Leaders challenged by disappearing boundaries
We released a global report last month with the title “Where’s Your Business Heading?” Our respondents were business leaders in 20 countries but they sounded like old-time cattle ranchers — they want to be where there are no fences.
George Bradt, writing in Forbes about the report, came up with “boundarylessness” to describe this trend in business. It’s not in Webster’s or the OED, but since there is no noun to describe this state, so be it.
When we talk of “cross-border”, or “global”, we are thinking of physical boundaries defining countries and markets. Here, the consolidating-world trend is well advanced. The current international trade disputes have exposed the global interdependence of business, especially with incredibly complex fields such as supply chains for giant industries.
So, where business is heading in many instances, the report tells us, is to move the decision-making closer to the customer.
And this is not only a physical adjustment.

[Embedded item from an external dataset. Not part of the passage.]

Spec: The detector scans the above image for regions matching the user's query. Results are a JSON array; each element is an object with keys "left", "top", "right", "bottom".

Fences are falling inside the organization as well. Traditional hierarchies are being re-drawn and management layers reduced. Heinz Wester, the business guru with Cornerstone Stockholm who managed the survey and structured the report, cites two prime examples.
“Workers are being divided into smaller, flexible units that can be moved where needed,” says Wester. “And that enables some streamlining. A middle manager who might have had 500 reports and a responsibility of $500M a couple of years ago might still be responsible for the P&L but have only a handful of direct reports.”
This contributes to the second trend – a faster flow of information to the decision makers. Market knowledge no longer goes through a series of management layers: it flows uninterrupted – and unfiltered – to the C-level and even to the Board.
The downside – and there always is one – is risk. Risks rise with speed and more open strategies. Streamlining management can be fraught. Are workers better trained today than 30 years ago? Maybe. Are they more self-motivated? Probably. Nonetheless, millennials aside (who have yet to confirm an impact on business operation), it is hard to see why today’s employee would feel any more obligated to the corporate welfare than his or her parents.
And the risk rises as the need for speed continues. Customers appreciate a speed improvement factor of 2 but now want one of 5. As geographic boundaries fall, it still leaves terms, conditions, legal requirements, sustainability and a host of other elements of risk to be managed in less time.